Happy New Year
Happy New Year, everybody.
In my post on New Year's Eve I mentioned that it was traditional for a man to be sent out of the back door at the end of the old year, bearing a lump of coal, to be welcomed in at the front door (still carrying the coal) when the new year had arrived. As we drove to Braemar on Hogmanay Hilary and i were discussing this and other New Year traditions, and realised we hadnlt encountered that particular one elsewhere. We wondered if it was a Braemar thing, but it turns out to be a Lancashire one (Sue, our hostess, hails from Bolton). I was born in Manchester but we moved out to Stockport (in Cheshire) before I was old enough to be seeing the New Year in. Also, my parents both came from Dorset, so all our neighbours could have been dancing eightsome reels, burning witches, or doing all manner of seasonal weirdness without their taking part (I get the impression that Dorset - even their home of Portland, which has a certain unique wackiness - isn't big on New Year traditions.) Anyway, my partial circumambulation of the Braemar house was duly accomplished, whereupon I re-entered and was plied with much Talisker. Now there is a New Year tradition I can approve of.

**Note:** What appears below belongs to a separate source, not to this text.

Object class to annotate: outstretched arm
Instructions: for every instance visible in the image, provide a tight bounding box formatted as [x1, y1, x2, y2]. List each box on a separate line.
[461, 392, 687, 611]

The Scottish news had its usual coverage, not only of the Edinburgh street party and fireworks (which are shown live on TV, interleaved with music from the studio which featured various folk we knew including a former boss of Hilary's) but of the amazing local New Year customs in Stonehaven and Kirkwall. The former is a relic of Norse fire festivals, the latter a vision of what rugby was like before they invented pitches, or rules.